Bagikan:

JAKARTA – Memori hari ini, 11 tahun yang lalu, 9 Juli 2013, Menteri Agama (Menag), Suryadharma Ali membantah dana Sidang Isbat untuk menentukan awal bulan Ramadan mencapai Rp9 miliar. Surya mengungkap dana yang digunakan kurang dari Rp1 miliar.

Sebelumnya, Ketua Umum PP Muhammadiyah, Din Syamsuddin kritik pemerintah yang menghamburkan uang untuk Sidang Isbat. Din menganggap pemerintah tak perlu menggelar Sidang Isbat dan tinggal umumkan saja awal Ramadan dengan metode kekinian.

Polemik penetapan awal bulan Ramadan yang berbeda kerap terjadi antara Muhammadiyah dan pemerintah Indonesia. Muhammadiyah biasanya menggunakan dalil-dalil syariat dan kaidah ilmiah untuk menunjang penentuan awal Ramadan.

Muhammadiyah mengedepan dua kriteria. Kriteria pertama ialah ijtima atau konjungsi yaitu melihat matahari dan bulan berada dalam satu garis lurus. Itu terjadi sebagai tanda bulan berakhir. Kriteria kedua dengan mengamati sore hari ketika matahari tenggelam, bulan masih berada di atas ufuk atau cakrawala berapapun derajatnya, itulah hilal.

Menteri Agama, Suryadharma Ali (tengah), Ketua Majelis Ulama Indonesia (MUI), Ma'ruf Amin (kedua kiri), Wakil Menteri Agama, Nasaruddin Umar (kedua kanan), Ketua Komisi VIII DPR, Ida Fauziyah (kiri) dan Dirjen Bimas Islam Kemenag, Abdul Djamil (kanan), memimpin Sidang Isbat awal Ramadhan 1434 H di Kementerian Agama, Jakarta, Senin (8/7/2013). (ANTARA FOTO/Ismar Patrizki/ed/ama/13)
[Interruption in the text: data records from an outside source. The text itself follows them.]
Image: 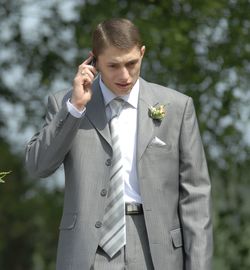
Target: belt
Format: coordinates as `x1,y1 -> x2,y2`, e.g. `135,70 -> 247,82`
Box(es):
125,203 -> 143,215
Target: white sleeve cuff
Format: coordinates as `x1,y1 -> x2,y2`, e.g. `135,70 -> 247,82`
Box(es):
66,99 -> 86,118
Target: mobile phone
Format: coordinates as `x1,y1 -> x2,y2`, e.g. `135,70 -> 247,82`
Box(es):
90,56 -> 96,67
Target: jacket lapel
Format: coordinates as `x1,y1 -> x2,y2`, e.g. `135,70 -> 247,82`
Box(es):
86,77 -> 111,146
137,78 -> 157,162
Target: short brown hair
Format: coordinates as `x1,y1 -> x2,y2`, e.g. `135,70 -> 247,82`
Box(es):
92,18 -> 142,57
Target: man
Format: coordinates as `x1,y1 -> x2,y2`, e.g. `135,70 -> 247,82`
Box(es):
26,19 -> 213,270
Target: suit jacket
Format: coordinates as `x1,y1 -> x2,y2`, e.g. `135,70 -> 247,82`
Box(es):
26,78 -> 213,270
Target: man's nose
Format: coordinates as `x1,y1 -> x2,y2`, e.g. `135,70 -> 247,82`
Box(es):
121,67 -> 129,79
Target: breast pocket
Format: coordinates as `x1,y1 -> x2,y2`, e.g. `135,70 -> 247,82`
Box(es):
170,228 -> 183,248
59,213 -> 77,230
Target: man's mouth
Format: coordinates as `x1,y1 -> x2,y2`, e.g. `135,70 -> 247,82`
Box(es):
116,83 -> 131,88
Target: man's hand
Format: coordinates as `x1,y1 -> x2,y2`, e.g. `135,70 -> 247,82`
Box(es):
71,55 -> 97,110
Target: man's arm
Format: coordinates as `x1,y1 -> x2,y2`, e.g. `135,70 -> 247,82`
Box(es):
26,54 -> 97,177
26,95 -> 81,177
179,98 -> 213,270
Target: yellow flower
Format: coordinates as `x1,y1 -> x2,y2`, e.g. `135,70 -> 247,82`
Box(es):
0,172 -> 11,183
149,104 -> 166,121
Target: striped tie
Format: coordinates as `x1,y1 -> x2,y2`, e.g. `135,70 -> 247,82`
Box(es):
99,99 -> 126,258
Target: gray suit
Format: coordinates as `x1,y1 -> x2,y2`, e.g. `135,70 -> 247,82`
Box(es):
26,78 -> 213,270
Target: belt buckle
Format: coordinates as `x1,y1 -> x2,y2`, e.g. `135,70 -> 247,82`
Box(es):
125,203 -> 142,215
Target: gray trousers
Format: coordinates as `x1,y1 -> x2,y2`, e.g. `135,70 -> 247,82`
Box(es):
91,215 -> 154,270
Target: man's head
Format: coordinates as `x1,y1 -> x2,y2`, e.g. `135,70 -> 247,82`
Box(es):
92,19 -> 145,96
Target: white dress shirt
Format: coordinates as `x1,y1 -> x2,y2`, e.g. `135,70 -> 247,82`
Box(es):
67,76 -> 141,203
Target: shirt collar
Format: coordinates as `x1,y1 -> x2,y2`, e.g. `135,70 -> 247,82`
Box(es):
99,76 -> 139,108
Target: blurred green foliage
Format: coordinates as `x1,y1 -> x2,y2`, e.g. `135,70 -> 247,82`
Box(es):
0,0 -> 250,270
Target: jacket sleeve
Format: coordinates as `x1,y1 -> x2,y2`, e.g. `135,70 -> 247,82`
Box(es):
25,95 -> 82,177
179,98 -> 213,270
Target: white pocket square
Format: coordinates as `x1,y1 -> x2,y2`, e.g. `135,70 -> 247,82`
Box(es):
151,137 -> 166,146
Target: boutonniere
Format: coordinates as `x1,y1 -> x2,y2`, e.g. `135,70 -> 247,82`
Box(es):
148,103 -> 166,121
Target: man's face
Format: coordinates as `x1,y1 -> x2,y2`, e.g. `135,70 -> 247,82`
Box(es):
97,46 -> 145,96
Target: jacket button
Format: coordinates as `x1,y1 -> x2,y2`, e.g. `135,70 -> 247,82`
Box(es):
101,188 -> 107,197
95,221 -> 102,228
105,158 -> 111,166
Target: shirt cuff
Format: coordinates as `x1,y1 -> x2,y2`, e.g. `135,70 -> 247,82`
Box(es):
66,99 -> 86,118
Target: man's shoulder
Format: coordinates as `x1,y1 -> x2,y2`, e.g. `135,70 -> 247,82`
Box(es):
140,79 -> 189,103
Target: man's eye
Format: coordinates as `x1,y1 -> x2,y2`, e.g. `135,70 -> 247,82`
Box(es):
128,62 -> 136,67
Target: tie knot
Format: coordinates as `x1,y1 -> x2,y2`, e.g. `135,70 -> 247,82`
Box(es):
109,98 -> 125,118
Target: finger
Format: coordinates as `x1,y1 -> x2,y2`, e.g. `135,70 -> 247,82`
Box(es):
80,67 -> 95,80
83,55 -> 94,65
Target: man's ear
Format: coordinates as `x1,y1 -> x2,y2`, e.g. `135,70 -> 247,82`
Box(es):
140,45 -> 146,57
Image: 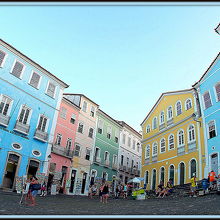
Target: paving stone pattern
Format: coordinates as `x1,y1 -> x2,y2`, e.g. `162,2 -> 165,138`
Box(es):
0,192 -> 220,217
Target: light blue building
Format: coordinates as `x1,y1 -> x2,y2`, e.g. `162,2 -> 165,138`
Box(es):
193,53 -> 220,177
0,40 -> 68,190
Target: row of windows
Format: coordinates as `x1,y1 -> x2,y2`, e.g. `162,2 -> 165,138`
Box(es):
0,50 -> 56,98
145,125 -> 196,158
203,82 -> 220,109
0,95 -> 49,134
94,147 -> 118,164
144,159 -> 197,189
97,119 -> 119,143
146,98 -> 192,133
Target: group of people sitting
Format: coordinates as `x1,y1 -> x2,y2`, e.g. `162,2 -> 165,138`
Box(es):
155,179 -> 173,198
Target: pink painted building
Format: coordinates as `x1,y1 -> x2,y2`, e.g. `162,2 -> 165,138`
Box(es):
48,97 -> 80,194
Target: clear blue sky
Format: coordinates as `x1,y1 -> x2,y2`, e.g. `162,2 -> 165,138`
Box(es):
0,3 -> 220,131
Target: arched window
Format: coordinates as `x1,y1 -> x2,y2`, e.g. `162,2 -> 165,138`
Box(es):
152,117 -> 157,129
152,143 -> 157,156
160,167 -> 165,183
167,106 -> 173,119
178,130 -> 184,146
190,159 -> 196,178
169,165 -> 174,184
185,99 -> 192,110
168,134 -> 174,150
188,125 -> 195,142
160,111 -> 164,124
145,145 -> 150,159
160,138 -> 166,153
176,101 -> 182,115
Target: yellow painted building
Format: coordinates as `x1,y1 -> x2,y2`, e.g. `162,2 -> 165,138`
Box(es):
141,89 -> 205,189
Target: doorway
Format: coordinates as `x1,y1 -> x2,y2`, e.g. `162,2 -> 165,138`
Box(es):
81,173 -> 87,194
3,154 -> 20,189
179,162 -> 185,185
211,153 -> 218,176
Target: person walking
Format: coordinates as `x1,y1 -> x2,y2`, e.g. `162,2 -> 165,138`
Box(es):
102,182 -> 109,203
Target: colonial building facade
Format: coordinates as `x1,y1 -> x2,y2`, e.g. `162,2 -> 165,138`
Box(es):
64,93 -> 99,195
141,89 -> 205,189
193,53 -> 220,177
0,40 -> 68,189
118,121 -> 142,184
90,109 -> 122,185
48,97 -> 80,194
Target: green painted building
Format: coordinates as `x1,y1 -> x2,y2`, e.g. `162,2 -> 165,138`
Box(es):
90,109 -> 122,184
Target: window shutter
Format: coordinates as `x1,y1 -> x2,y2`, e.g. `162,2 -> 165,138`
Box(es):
0,51 -> 5,66
30,72 -> 40,88
12,62 -> 24,78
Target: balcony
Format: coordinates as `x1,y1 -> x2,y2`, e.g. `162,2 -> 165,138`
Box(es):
177,145 -> 185,156
94,157 -> 101,165
159,123 -> 165,130
0,113 -> 10,127
152,155 -> 157,163
104,160 -> 109,167
188,141 -> 196,153
167,118 -> 173,126
112,163 -> 118,170
51,144 -> 73,159
14,120 -> 30,135
34,129 -> 48,142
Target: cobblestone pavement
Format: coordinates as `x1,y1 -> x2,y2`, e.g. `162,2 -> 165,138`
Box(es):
0,192 -> 220,218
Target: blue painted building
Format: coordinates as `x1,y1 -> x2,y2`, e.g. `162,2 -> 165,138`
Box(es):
193,53 -> 220,177
0,40 -> 68,189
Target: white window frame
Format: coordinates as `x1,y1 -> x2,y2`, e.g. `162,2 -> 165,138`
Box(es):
207,120 -> 218,139
187,124 -> 196,143
0,49 -> 8,68
185,98 -> 193,111
36,114 -> 50,133
82,100 -> 88,112
10,59 -> 26,79
145,145 -> 150,159
0,94 -> 14,116
88,127 -> 95,138
160,111 -> 165,125
177,129 -> 185,147
45,80 -> 57,99
168,134 -> 175,150
28,70 -> 42,89
77,121 -> 84,134
213,82 -> 220,102
17,104 -> 33,125
55,133 -> 62,146
152,116 -> 158,130
160,138 -> 166,154
152,142 -> 158,156
202,91 -> 213,110
146,124 -> 150,134
175,100 -> 183,116
90,105 -> 95,118
167,105 -> 173,120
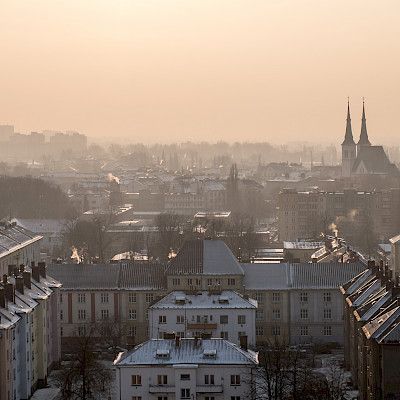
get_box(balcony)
[149,385,175,393]
[187,322,217,331]
[196,385,224,393]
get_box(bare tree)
[57,326,112,400]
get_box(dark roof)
[167,240,243,275]
[353,146,399,174]
[48,262,165,290]
[242,262,365,290]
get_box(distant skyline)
[0,0,400,145]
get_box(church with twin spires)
[342,100,399,178]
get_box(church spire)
[342,98,355,146]
[357,97,371,146]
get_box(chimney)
[0,288,6,308]
[32,265,40,282]
[38,261,46,278]
[23,271,32,289]
[8,264,16,276]
[15,275,24,294]
[239,335,247,351]
[5,283,15,303]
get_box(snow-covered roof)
[151,290,257,309]
[114,338,258,367]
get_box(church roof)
[353,146,399,175]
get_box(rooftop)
[114,339,258,367]
[151,290,257,309]
[167,240,243,275]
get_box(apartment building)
[114,337,258,400]
[242,262,365,343]
[0,221,42,275]
[278,189,400,241]
[341,261,400,400]
[49,262,166,345]
[149,290,257,346]
[49,240,365,344]
[0,263,61,400]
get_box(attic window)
[156,349,169,359]
[203,349,217,359]
[175,294,186,304]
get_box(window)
[157,375,168,385]
[324,292,332,303]
[324,325,332,336]
[172,278,181,286]
[128,326,136,336]
[131,375,142,386]
[101,310,109,319]
[78,293,86,303]
[254,292,264,303]
[300,326,308,336]
[300,292,308,303]
[231,375,240,386]
[272,308,281,319]
[128,308,136,320]
[100,293,108,303]
[221,331,229,340]
[78,326,86,336]
[256,310,264,321]
[300,308,308,319]
[272,292,281,303]
[78,310,86,320]
[181,389,190,399]
[146,293,154,303]
[272,325,281,336]
[128,293,137,303]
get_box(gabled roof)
[114,338,258,367]
[166,240,243,275]
[352,146,399,174]
[243,262,365,290]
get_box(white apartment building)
[114,338,258,400]
[0,222,43,275]
[0,263,61,400]
[149,290,257,346]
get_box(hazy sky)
[0,0,400,143]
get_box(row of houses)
[49,240,365,344]
[0,262,61,400]
[340,235,400,400]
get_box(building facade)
[114,338,258,400]
[149,290,257,346]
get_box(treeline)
[0,176,74,219]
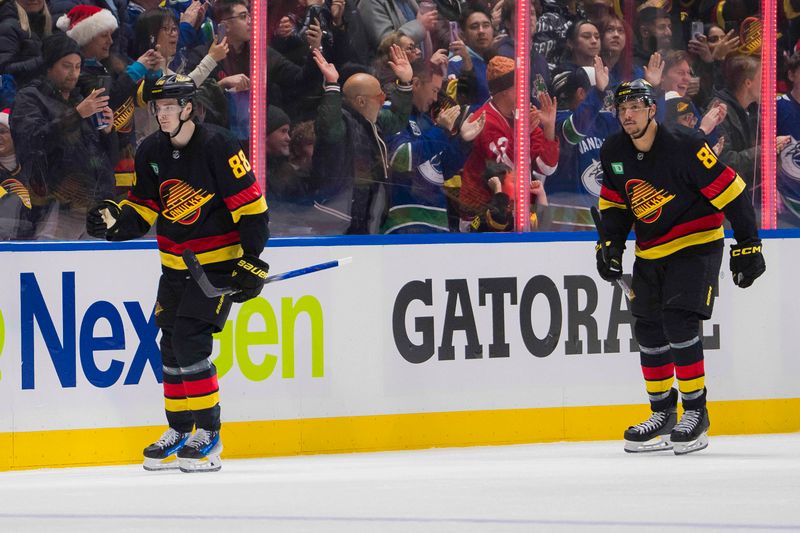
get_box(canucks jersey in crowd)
[777,93,800,221]
[545,88,620,230]
[383,111,468,233]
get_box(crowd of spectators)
[0,0,800,240]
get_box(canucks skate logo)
[581,159,603,197]
[159,179,214,226]
[625,180,675,220]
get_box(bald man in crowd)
[313,45,414,235]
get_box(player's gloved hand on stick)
[595,241,625,283]
[231,255,269,303]
[730,239,767,289]
[86,200,120,239]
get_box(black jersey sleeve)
[681,137,747,211]
[108,138,161,241]
[599,140,634,243]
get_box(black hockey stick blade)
[181,248,236,298]
[589,205,636,301]
[186,249,353,298]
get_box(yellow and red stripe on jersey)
[119,192,161,226]
[700,167,746,209]
[636,213,725,259]
[156,230,243,270]
[225,182,267,224]
[600,185,628,211]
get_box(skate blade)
[625,435,672,453]
[673,433,708,455]
[142,454,178,472]
[178,455,222,474]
Ketua Umum Muhammadiyah, Din Syamsuddin menyebutnya dengan dua Kriteria itu Muhammadiyah dapat mengetahui awal puasa 1.000 tahun lagi. Din pun juga menyayangkan pemerintah Indonesia masih menggelar penentuan Ramadan dengan menggelar Sidang Isbat.

Kondisi itu dikritik habis-habisan. Din menyanggap upaya pemerintah menggelar Sidang Isbat –musyawarah-- menentukan awal bulan Ramadan sebagai pemoborosan.

Sidangnya mahal pula sampai menyentuh angka Rp9 miliar. Pemerintah pun disarankan untuk tak perlu melakukan Sidang Isbat dan langsung umumkan saja penentuan awal Ramadan. Opsi itu supaya pemerintah bisa berhemat banyak dana dan penggunaannya bisa dialihkan ke sektor lain.

Kritik dari Din bersambut. Segenap rakyat Indonesia mengungkap baru tahu bahwa Sidang Isbat memakan dana yang besar. Sikap pro dan kontra pun tak terhindarkan. Banyak yang menganggap dana besar seharusnya dialihkan ke kegiatan lainnya di bulan Ramadan.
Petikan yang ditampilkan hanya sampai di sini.